In Google’s words, the update will provide “a best-in-class AI response right on the search results page.” That claim is tied specifically to AI Overviews, not to every part of Search.
The model change matters because AI Overviews sit in a prominent position. They appear at the top of Google Search results and shape the first answer many users see before they click through to other links or continue searching.
Google’s move also places Gemini 3 at the center of a Search experience that is becoming more interactive. AI Overviews can now act as the initial answer, while AI Mode can handle the follow-up conversation when the user wants to go further.
Why The Follow-Up Flow Matters
Google says its testing shows that users prefer an experience that flows naturally into a conversation. The company also says preserving context from AI Overviews makes Search more helpful when users ask follow-up questions.
That context is the key change. A follow-up question can build on the earlier AI-generated summary instead of forcing the user to restate the topic from the beginning. In practice, Google wants the shift from quick answer to deeper conversation to feel like one continuous search session.
The company says the new experience includes links that let users move from a quick snapshot to a deeper conversation as needed. That keeps the AI Overview in place as the starting point while making AI Mode available for more complex exploration.
The update reflects Google’s ongoing effort to make Search less static. Traditional search results are built around entering a query, scanning a page, and choosing links. Google is now pushing more of that process toward an AI-driven exchange, especially when the question is broader or more involved.
Part Of A Wider AI Search Push
The AI Overviews update does not stand alone. It follows several related moves that expand how Google uses AI across Search, Gmail, and the broader Google ecosystem.
A few days before this announcement, Google said it was bringing “Personal Intelligence” to AI Mode. That feature enables AI Mode to tap into Gmail and Google Photos to provide more individualized responses.
Google debuted Personal Intelligence earlier this month in the Gemini app. The purpose was to allow the AI assistant to tailor responses by connecting across the Google ecosystem, starting with Gmail, Photos, Search, and YouTube history.

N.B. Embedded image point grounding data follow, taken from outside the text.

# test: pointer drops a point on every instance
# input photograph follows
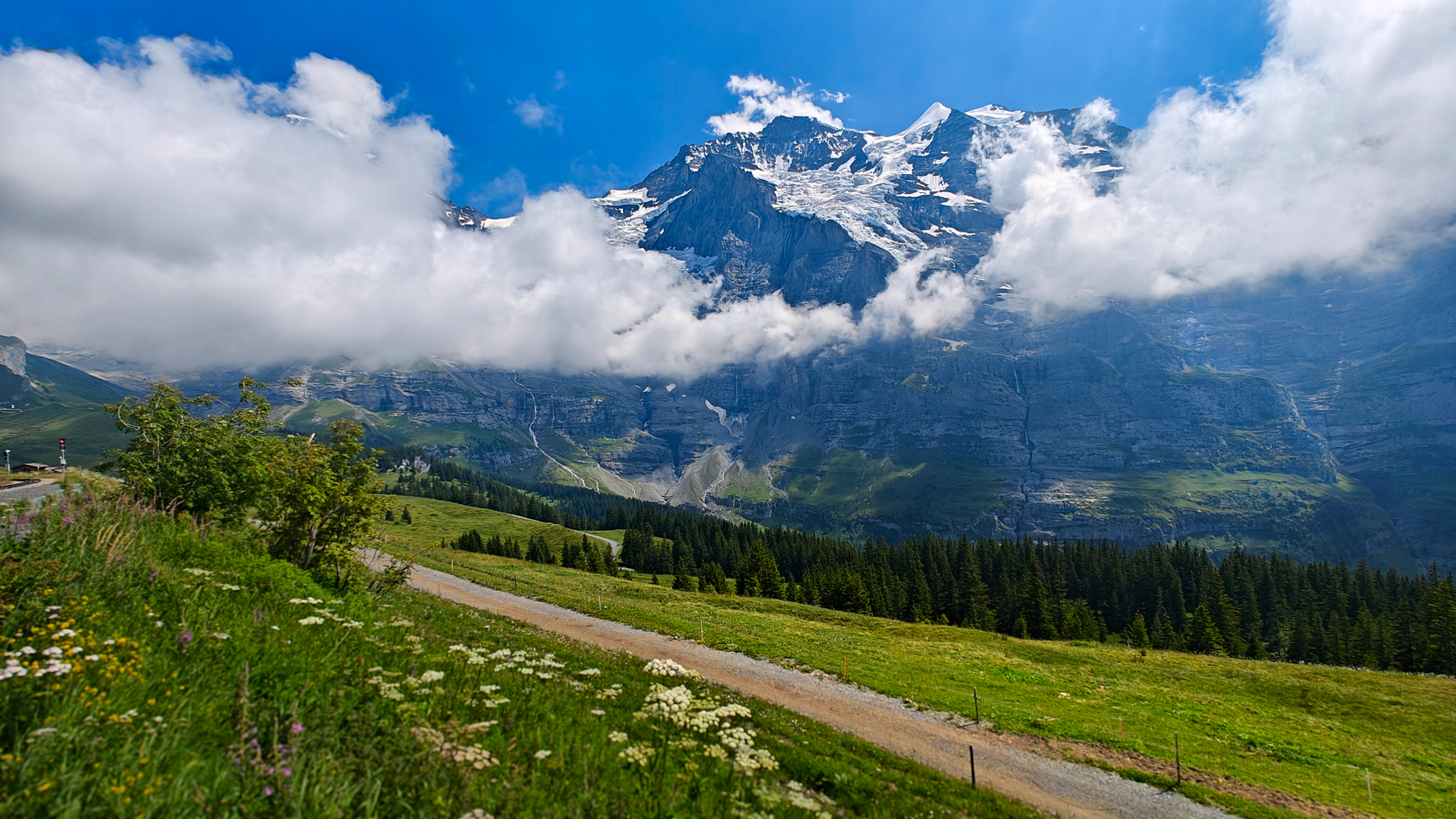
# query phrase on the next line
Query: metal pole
(1177, 758)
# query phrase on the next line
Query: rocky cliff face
(12, 355)
(1308, 416)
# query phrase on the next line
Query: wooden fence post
(1177, 758)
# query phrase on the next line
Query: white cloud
(535, 114)
(761, 100)
(1336, 155)
(161, 213)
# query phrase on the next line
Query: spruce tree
(682, 580)
(1201, 636)
(1138, 633)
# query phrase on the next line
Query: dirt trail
(1051, 786)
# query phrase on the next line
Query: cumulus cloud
(186, 218)
(761, 100)
(535, 114)
(1337, 154)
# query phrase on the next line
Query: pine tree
(682, 580)
(1138, 633)
(1201, 636)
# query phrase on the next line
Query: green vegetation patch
(1307, 730)
(171, 668)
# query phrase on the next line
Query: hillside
(1310, 416)
(1297, 732)
(53, 401)
(219, 681)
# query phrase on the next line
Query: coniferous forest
(1160, 596)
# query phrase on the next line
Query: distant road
(1051, 786)
(29, 491)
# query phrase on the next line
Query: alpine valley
(1310, 416)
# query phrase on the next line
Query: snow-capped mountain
(852, 205)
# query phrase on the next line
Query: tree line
(1162, 596)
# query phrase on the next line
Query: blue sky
(623, 85)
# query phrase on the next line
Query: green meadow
(159, 668)
(1307, 730)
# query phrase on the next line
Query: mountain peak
(932, 117)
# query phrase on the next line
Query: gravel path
(29, 491)
(1051, 786)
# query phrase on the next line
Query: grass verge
(171, 669)
(1303, 730)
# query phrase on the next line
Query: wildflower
(669, 668)
(637, 755)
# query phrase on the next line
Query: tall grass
(175, 669)
(1307, 730)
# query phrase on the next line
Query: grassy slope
(1307, 730)
(208, 646)
(65, 404)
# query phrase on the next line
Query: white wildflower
(669, 668)
(637, 754)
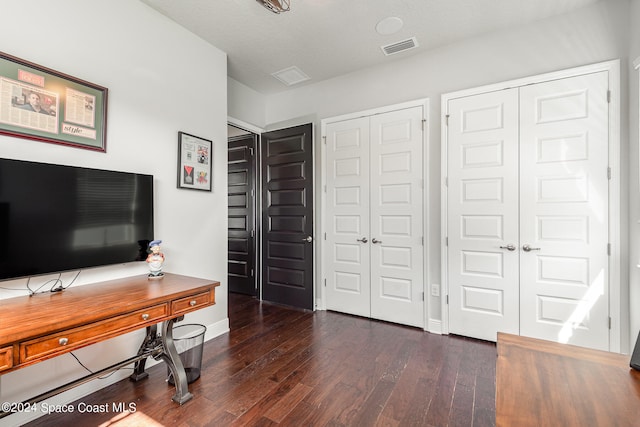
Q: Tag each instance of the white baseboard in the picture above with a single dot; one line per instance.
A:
(435, 326)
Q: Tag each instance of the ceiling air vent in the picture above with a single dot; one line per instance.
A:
(400, 46)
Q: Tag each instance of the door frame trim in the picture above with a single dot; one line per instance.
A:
(618, 332)
(321, 253)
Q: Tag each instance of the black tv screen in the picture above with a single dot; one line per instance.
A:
(56, 218)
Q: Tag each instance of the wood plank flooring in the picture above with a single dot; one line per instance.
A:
(280, 366)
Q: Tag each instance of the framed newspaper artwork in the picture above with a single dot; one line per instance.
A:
(46, 105)
(194, 162)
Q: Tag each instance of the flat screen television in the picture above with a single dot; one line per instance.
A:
(56, 218)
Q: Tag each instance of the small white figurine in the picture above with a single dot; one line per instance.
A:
(155, 260)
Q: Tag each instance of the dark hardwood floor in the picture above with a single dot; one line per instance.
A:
(280, 366)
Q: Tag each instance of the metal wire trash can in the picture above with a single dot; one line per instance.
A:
(189, 341)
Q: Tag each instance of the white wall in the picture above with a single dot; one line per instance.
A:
(161, 80)
(246, 104)
(593, 34)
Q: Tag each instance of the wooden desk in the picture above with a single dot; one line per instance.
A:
(542, 383)
(42, 326)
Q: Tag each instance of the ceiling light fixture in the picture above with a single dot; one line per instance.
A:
(276, 6)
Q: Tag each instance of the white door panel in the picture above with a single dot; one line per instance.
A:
(482, 214)
(564, 146)
(528, 167)
(396, 217)
(374, 191)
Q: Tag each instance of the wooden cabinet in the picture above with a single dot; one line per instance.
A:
(6, 358)
(71, 339)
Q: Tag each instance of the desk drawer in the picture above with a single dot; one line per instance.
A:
(64, 341)
(193, 302)
(6, 358)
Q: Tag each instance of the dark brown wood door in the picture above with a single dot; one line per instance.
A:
(287, 218)
(242, 208)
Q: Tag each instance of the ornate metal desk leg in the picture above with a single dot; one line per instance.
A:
(148, 345)
(172, 358)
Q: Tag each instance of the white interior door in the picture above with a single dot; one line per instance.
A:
(482, 224)
(374, 217)
(564, 280)
(396, 217)
(347, 209)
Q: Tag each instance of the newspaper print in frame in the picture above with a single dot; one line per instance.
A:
(45, 105)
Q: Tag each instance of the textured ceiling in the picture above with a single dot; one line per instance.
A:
(328, 38)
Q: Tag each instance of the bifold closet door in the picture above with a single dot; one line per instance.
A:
(482, 211)
(527, 214)
(564, 205)
(396, 217)
(347, 243)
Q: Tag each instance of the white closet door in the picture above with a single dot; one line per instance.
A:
(396, 217)
(374, 191)
(482, 223)
(564, 211)
(347, 156)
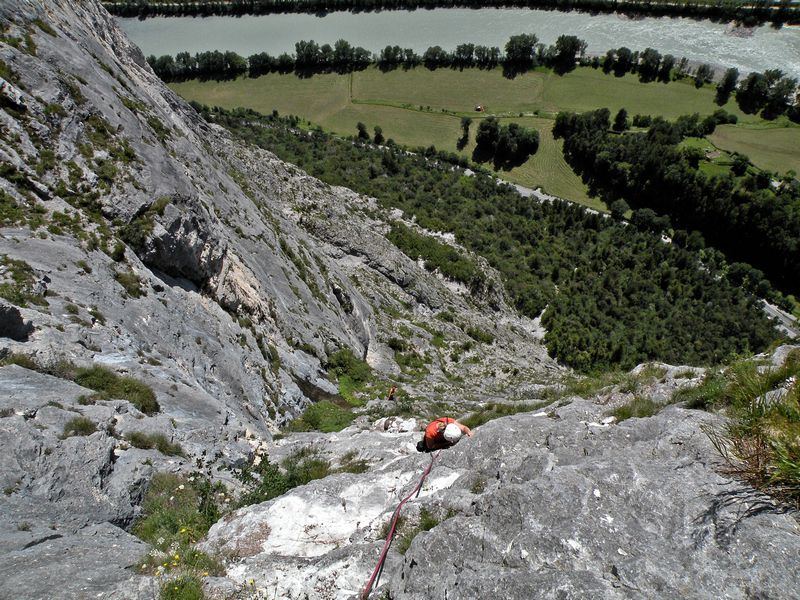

Google also recently brought AI Overviews to Gmail. In that setting, users can search their inbox with natural language and get quick answers instead of relying on traditional keyword search or opening multiple emails to find specific information.
That Gmail announcement came alongside the debut of AI Inbox. Taken together, these updates show Google extending AI-generated answers and conversational experiences across more places where users search for information.
The Direction Is Clear
Google’s latest Search changes point to a more flexible role for AI Overviews. They still provide a quick answer at the top of the results page, but they can now lead into AI Mode when the user wants to continue.
For users, the practical change is straightforward: an AI Overview can become the first step in a conversation. For Google Search, the larger shift is that the results page is becoming less like a static destination and more like an entry point into an AI-driven search experience.
Google is framing the rollout around usefulness for different kinds of questions. Simple searches can still end with a simple result. More complex questions can now move into a conversational flow without losing the context that started in AI Overviews.